National Institute of Standards and Technology. A U.S. government agency that publishes cybersecurity standards and frameworks. NIST 800-53 Rev 5 provides a comprehensive catalog of security and privacy controls used as a baseline in this assessment.

OWASP

Open Web Application Security Project. A nonprofit foundation producing freely-available tools, standards, and documentation for web application security. The OWASP Top 10 is widely referenced for classifying common web vulnerabilities.

PCI-DSS

Payment Card Industry Data Security Standard. A set of security standards mandated by major credit card companies for organizations that handle cardholder data. PCI-DSS v4.0 was assessed across all providers, with particular focus on encryption and access control requirements.

RBAC

Role-Based Access Control. An access control mechanism where permissions are assigned to roles rather than individual users. Kubernetes RBAC was a significant finding area, with 306 findings related to wildcard permissions and overly permissive cluster roles.

RDS

Relational Database Service. An AWS managed database service supporting multiple engines (PostgreSQL, MySQL, etc.). RDS instances were assessed for encryption, public accessibility, and backup configuration.

RLS

Row-Level Security. A database security feature that restricts which rows a user can access in a table.
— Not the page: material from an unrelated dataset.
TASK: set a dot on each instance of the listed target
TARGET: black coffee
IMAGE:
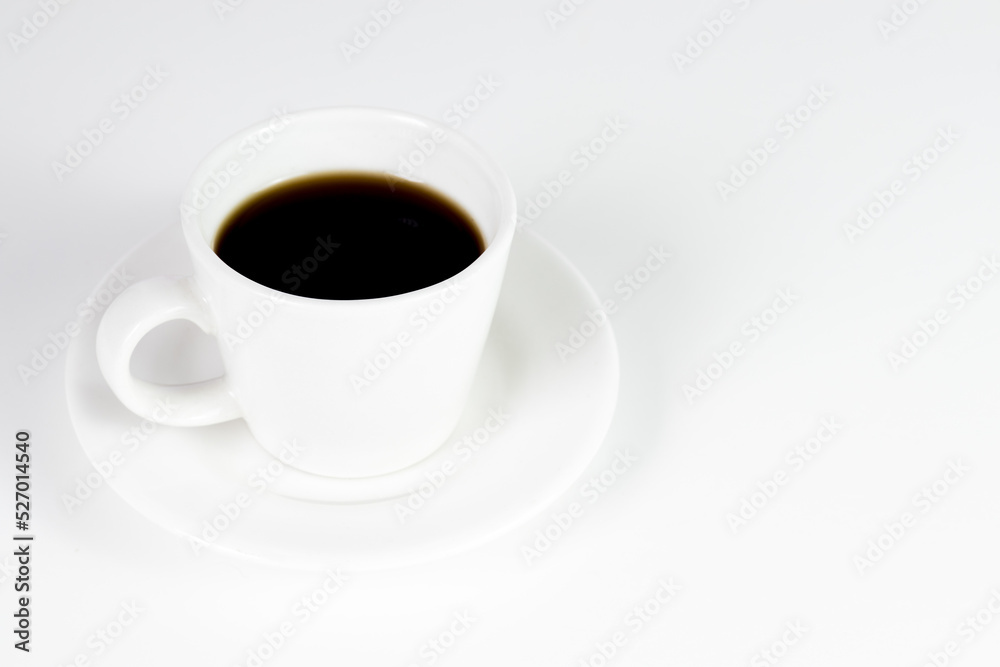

Commonly implemented in PostgreSQL and used in multi-tenant SaaS applications to ensure data isolation between customers.

S3

Simple Storage Service. An AWS object storage service offering industry-leading scalability, availability, and performance. S3 buckets were assessed for public access blocks, encryption settings, versioning, and access logging configuration.

SAS

Shared Access Signature. An Azure mechanism providing secure delegated access to resources in a storage account. SAS tokens grant granular permissions with time-limited access, reducing the risk of permanent credential exposure.

SOC 2

System and Organization Controls 2. An auditing framework developed by the AICPA that evaluates an organization’s information systems based on five Trust Services Criteria: security, availability, processing integrity, confidentiality, and privacy.

VPC

Virtual Private Cloud. A logically isolated section of a cloud provider’s network where resources can be launched with custom IP ranges, subnets, route tables, and network gateways. VPC flow logs and security groups were assessed for proper configuration.

Zero Trust

A security model based on the principle of “never trust, always verify.” Zero Trust architecture requires strict identity verification for every person and device attempting to access resources, regardless of whether they are inside or outside the network perimeter. Key tenets include least-privilege access, micro-segmentation, and continuous verification.